Quand on fait remarquer à Cioran qu'il a beaucoup écrit, et que, de ce point de vue, son éloge de l'inactivité est contestée par sa propre production, il rétorque qu'il n'a fait qu'apaiser un bouillonnement intérieur épuisant en écrivant ad nauseam combien il haissait la vie. Au final, Cioran n'accorde d'intérêt qu'aux seules et rares rencontres exceptionnelles qu'il a faites au long de sa vie. Et dit sans jamais vraiment le dire que seul l'amour (et la rencontre de deux intimités) peut tout.

Ce livre est un chef-d'oeuvre.


PS : dans un registre radicalement différent, le livre d'entretiens de Primo Levi est également merveilleux.

mercredi 8 février 2006

Radical (vraiment très) chic

RadicalJ'ai découvert il y a quelques semaines un blog qui n'en finit pas de me bluffer. C'est un blog très éloigné du mien. Rien de (très) personnel dans les propos de Guillermo, pas d'intrusions quotidiennes dans sa vie privée ni d'atermoiements sur un éventuel mal de vivre et la difficulté d'être. Juste (mais quel "juste" !) un regard précis et précieux sur l'actualité, des éditos magistraux qui n'ont rien à envier à leurs homologues de la presse payante. Une vision du monde.

Guillermo est de gauche. Ca se lit dans chaque ligne de sa prose.

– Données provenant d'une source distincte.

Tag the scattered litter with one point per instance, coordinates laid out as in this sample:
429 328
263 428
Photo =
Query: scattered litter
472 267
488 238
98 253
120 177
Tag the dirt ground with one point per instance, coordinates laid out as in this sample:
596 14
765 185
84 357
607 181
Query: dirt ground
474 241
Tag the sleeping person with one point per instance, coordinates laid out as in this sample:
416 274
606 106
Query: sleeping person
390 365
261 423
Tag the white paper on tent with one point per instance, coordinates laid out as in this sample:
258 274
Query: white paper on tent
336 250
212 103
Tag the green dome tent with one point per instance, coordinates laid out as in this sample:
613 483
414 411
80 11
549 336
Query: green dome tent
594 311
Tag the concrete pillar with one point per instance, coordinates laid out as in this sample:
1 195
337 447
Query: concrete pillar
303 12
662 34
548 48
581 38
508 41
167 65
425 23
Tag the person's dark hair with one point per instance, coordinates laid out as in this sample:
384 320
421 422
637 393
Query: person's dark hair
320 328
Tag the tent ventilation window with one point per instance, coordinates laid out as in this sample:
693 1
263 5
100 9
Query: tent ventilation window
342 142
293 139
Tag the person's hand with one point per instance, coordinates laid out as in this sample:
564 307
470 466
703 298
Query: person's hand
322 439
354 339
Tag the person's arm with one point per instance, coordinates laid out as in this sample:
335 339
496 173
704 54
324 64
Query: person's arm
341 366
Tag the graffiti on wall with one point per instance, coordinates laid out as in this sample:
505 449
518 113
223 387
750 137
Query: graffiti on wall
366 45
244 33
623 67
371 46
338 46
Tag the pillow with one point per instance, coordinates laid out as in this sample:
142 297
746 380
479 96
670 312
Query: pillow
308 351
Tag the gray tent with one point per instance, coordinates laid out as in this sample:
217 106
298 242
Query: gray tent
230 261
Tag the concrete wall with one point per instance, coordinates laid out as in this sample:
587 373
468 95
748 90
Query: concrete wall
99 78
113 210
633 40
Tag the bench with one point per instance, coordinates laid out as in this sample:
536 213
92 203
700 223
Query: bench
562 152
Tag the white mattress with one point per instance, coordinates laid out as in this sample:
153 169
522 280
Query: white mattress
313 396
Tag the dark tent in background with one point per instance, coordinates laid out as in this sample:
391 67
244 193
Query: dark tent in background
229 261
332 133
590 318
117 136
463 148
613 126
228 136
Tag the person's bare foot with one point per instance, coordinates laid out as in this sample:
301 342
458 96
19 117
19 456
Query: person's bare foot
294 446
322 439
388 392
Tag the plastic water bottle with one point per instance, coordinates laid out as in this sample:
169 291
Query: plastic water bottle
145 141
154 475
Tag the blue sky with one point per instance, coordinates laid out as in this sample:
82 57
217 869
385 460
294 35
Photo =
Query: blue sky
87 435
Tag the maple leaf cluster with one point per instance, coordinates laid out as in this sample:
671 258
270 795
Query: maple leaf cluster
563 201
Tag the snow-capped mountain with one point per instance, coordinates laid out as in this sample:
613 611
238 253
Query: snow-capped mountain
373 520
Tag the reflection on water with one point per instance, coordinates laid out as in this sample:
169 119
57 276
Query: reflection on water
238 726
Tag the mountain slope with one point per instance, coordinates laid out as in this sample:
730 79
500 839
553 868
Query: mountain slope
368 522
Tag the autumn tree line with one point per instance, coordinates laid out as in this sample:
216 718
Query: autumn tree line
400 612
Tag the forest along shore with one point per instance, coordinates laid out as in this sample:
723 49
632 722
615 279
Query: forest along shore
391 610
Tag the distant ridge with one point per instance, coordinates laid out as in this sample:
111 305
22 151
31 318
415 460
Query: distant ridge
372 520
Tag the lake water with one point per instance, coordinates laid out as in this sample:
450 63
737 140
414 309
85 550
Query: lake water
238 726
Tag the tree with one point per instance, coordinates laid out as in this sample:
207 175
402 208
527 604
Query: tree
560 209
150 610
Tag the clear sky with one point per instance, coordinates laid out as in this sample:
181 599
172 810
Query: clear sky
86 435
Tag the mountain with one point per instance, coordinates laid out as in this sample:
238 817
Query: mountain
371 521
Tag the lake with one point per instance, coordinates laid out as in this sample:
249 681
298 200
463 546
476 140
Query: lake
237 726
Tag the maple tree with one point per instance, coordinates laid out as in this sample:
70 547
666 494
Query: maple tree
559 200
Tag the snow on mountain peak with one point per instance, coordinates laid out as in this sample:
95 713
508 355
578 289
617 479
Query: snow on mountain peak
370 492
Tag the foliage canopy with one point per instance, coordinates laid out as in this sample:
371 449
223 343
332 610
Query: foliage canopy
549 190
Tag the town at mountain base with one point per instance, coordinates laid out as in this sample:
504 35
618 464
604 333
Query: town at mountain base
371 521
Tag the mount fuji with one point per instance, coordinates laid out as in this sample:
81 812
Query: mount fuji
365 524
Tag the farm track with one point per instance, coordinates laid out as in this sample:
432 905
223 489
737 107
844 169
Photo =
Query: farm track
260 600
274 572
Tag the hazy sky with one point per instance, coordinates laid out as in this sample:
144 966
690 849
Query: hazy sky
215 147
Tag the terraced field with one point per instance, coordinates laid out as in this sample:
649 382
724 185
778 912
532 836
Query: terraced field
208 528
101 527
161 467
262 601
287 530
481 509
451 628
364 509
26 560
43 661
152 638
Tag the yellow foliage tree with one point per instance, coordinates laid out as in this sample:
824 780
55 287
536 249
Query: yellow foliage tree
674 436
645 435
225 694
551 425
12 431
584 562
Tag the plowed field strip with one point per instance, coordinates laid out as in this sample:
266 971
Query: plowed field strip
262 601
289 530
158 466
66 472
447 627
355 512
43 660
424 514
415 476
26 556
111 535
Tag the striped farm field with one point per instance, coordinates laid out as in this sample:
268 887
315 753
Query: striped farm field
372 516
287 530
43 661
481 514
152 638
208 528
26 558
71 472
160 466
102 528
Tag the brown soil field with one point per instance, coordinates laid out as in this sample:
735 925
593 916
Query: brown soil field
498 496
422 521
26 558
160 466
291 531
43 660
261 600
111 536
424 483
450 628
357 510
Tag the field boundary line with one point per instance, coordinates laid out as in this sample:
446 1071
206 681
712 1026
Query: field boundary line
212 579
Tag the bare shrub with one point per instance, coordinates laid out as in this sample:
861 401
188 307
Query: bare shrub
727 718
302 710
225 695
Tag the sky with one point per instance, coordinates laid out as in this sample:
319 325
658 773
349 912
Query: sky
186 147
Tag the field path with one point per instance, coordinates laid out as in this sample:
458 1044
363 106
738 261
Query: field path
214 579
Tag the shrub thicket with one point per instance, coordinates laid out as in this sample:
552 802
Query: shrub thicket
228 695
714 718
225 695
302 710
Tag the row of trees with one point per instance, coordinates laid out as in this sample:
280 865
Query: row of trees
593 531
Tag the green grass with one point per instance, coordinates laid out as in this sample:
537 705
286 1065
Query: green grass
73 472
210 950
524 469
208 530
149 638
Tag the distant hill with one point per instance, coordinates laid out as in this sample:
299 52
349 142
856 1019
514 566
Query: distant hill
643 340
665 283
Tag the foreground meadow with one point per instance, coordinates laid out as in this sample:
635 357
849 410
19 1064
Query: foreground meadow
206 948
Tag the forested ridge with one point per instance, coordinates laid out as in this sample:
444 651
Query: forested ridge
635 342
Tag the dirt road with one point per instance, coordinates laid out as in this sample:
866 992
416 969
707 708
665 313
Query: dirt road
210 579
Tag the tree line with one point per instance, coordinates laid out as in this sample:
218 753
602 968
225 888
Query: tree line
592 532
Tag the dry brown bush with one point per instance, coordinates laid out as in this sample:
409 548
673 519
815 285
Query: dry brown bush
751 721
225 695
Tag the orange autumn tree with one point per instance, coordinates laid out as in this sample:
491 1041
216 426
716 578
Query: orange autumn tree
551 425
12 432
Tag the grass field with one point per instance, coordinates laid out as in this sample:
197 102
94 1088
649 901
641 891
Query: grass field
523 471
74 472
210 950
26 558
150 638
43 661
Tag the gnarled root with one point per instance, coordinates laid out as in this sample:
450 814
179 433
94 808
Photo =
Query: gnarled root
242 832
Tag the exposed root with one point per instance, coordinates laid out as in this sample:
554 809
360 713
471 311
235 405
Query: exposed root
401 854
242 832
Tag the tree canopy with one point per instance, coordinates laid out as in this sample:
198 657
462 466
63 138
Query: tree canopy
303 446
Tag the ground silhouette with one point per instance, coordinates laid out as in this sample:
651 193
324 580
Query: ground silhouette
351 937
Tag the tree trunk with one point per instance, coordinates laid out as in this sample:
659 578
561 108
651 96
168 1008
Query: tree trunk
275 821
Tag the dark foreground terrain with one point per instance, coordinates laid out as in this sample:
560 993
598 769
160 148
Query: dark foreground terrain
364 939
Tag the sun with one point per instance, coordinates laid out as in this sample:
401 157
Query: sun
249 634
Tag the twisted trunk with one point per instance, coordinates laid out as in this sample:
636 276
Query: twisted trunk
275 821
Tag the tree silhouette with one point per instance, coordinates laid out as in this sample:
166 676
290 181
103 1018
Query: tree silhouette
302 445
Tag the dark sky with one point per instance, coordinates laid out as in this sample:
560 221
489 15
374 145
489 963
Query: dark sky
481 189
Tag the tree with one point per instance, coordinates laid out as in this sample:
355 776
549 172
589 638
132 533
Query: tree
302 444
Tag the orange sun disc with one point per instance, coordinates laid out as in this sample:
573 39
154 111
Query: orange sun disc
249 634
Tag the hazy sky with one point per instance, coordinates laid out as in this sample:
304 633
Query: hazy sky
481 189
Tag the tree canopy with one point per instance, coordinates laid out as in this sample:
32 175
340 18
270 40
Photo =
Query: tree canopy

Pas d'une gauche rétrograde casse-couilles, pas d'une gauche primaire et vindicative, pas d'une gauche figée dans ses certitudes. Pas d'une gauche, enfin, ramollie par des années d'impuissance et de lendemains qui déchantent. Non, Guillermo, lui, il fait dans la classe internationale, le radical très, très chic.

D'abord, rien n'est gratuit dans ses textes. Ensuite, son militantisme pourtant affiché l'exclut d'emblée des discours partisans parce qu'il refuse les dogmes, les réflexions faciles et tout ce qui s'apparente de près ou de loin à un cliché. Qu'il traite des caricatures de Mahomet, du CPE ou de l'antisémitisme présumé de Chavez, Guillermo essaie (et c'est ce qui me botte le plus) de pousser la réflexion, la triturer, la stimuler, la chahuter aussi loin que son cortex cérébral le lui permet. Et le bougre a des neurones en bon état ! L'esprit critique et l'équilibre sont, de façon très claire, les deux mamelles du bonhomme. Rien n'est en trop, c'est éclairé et éclairant, jamais pontifiant ni donneur de leçons. C'est beau, c'est bon, et on se sent un peu plus intelligent après avoir lu ses textes.

Guillermo, président !


EDIT : attention, coincidence absolument énorme. Au moment même où j'écrivais ces mots, Guillermo se fendait d'un billet sur ma critique des Bronzés. Nous ne nous étions jamais parlés avant. P'tin, Guillermo, t'es mon ami pour la vie.